One can do this by couchsurfing. That was my technique, back when I was in
your position. It needn't be expensive. Just don't wear out your welcome by
staying on any particular couch for more than a week or so.

The fact that you're in Santa Cruz, though, makes me wonder if even the couch
is strictly necessary.

Your projects sound just fine. (If that word sounds too highfalutin, call them
"hacks" or "scripts". Whatever.) Put one or more of them on Github if you can.
I have interviewed CS majors with good GPAs who had literally never built
anything that they weren't assigned to build for a class, who had (e.g.) never
deployed a page live on the web. The skills and disciplines required to build
and ship things are largely orthogonal to what they teach in undergraduate
school - it's like the difference between being an art historian and painting
a portrait, or between having a Ph.D. in linguistics and delivering a lecture
in Hungarian - so any chance you have to demonstrate them, even at small
scale, adds depth to your qualifications.
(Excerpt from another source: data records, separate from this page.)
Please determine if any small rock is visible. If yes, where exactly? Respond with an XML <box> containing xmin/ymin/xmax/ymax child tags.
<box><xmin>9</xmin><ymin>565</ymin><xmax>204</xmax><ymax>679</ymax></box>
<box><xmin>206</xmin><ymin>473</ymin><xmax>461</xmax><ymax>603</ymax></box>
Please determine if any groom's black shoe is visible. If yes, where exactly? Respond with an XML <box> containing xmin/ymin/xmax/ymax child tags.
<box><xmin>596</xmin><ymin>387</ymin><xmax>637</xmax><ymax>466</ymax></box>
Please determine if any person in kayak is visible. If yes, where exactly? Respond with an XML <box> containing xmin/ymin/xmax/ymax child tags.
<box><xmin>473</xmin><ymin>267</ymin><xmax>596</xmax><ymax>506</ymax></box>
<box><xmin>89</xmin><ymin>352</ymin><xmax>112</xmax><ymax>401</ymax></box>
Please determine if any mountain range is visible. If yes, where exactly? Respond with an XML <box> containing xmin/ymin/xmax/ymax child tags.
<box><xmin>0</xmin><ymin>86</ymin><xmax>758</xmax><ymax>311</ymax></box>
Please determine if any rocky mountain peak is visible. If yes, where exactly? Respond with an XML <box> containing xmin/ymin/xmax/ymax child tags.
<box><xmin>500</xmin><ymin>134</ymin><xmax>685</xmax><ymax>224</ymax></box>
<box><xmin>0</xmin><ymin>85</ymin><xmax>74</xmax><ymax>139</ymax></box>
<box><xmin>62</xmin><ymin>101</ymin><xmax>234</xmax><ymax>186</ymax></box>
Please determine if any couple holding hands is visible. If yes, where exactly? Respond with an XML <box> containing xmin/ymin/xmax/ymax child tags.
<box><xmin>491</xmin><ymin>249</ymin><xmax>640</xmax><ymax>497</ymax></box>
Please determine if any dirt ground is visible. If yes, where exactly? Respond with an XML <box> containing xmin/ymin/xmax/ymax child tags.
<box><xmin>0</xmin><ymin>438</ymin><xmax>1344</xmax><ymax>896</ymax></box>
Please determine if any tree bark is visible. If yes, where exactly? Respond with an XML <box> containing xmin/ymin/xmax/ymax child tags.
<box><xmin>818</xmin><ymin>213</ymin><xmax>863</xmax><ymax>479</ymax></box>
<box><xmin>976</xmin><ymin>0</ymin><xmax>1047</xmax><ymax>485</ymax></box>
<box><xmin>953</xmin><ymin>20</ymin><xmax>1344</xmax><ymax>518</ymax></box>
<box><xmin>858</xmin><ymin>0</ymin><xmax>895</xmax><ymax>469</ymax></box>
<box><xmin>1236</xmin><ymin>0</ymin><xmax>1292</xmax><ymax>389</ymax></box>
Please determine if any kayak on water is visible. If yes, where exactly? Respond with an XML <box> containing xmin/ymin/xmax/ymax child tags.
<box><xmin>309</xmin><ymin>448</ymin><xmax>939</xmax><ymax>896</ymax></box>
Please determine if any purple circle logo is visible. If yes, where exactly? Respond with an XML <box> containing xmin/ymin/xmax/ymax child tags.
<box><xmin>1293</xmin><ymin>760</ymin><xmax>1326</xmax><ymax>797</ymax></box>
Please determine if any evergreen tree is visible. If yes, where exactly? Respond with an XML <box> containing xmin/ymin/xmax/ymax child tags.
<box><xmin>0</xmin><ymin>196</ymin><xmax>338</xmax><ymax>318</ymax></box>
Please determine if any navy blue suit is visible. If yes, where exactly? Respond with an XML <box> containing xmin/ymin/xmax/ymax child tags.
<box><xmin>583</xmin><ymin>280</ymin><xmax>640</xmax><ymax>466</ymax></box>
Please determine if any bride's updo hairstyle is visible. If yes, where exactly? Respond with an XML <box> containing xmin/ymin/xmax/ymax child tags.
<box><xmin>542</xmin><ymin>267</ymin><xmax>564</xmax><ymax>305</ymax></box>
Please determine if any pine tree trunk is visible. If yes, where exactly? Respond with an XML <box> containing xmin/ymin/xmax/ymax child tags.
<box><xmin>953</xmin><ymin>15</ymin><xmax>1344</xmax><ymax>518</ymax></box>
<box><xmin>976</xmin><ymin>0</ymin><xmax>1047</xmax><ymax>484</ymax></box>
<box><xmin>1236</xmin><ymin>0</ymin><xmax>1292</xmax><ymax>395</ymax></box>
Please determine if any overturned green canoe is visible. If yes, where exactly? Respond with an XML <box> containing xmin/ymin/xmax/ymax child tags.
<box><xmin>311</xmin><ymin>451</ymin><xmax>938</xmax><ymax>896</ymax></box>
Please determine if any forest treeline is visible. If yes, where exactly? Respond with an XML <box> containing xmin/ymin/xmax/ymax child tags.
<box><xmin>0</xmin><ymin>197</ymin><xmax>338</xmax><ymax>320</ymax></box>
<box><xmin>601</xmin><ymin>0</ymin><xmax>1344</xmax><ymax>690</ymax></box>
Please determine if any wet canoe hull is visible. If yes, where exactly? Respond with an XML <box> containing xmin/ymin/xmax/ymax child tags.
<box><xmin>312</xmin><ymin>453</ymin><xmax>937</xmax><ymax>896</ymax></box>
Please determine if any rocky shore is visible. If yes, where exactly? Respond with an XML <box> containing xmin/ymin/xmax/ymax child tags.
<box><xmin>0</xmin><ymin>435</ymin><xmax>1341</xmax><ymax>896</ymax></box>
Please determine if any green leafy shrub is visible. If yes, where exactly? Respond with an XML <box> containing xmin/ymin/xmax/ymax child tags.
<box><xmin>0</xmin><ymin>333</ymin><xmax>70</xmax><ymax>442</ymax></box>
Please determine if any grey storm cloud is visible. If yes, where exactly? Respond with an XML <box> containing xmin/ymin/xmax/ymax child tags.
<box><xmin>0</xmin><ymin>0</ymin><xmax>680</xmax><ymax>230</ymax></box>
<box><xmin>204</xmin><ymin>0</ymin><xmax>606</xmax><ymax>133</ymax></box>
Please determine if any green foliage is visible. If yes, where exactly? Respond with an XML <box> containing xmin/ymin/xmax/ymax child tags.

I have no hiring authority at the moment (and am on the wrong coast, alas for
both of us) but I'll give you this link to my colleagues:

<http://www.acquia.com/careers/acquia-u>

There's still plenty of work for Drupal developers, and PHP programmers in
general, if you have (or can develop) the personality to deal with it. You
will probably need a sense of humor. ;) It's not a great job for
perfectionists. But it is a job where a little knowledge can go a long way. If
you learn how to analyze queries and create strategic indices in MySQL, for
example, people will think you're some species of wizard. The wizard bar is
low.

Think of something to build yourself. It's a good thing to practice doing.
Start small and develop the habit. Heed the words of Ira Glass:

<http://youtu.be/BI23U7U2aUY>

------
Zenst
It's all very well crying out for this and that but without defining the path
and in this case the jobs, there sentiment is nothing more than a soundbite.

Anybody can say: (1) More Scientists. (2) ??????????????? (3) Profit.

Its the number two aspect the goverment needs to focus upon as well as
allowing others to focus.

How can they do that. Well they could offer TAX incentives for R&D. Tax
incentives for recruiting new people into the feild. Many many ways, though
all of those involve the carrot approach without any sticks.

Sadly there is no golden answear/solution for this and soundbiting "we need
more scientists" is not a solution unless you want to soundbite and then read
other peoples comments in the hop[e of finding that magic solution you need to
inact. good luck too them.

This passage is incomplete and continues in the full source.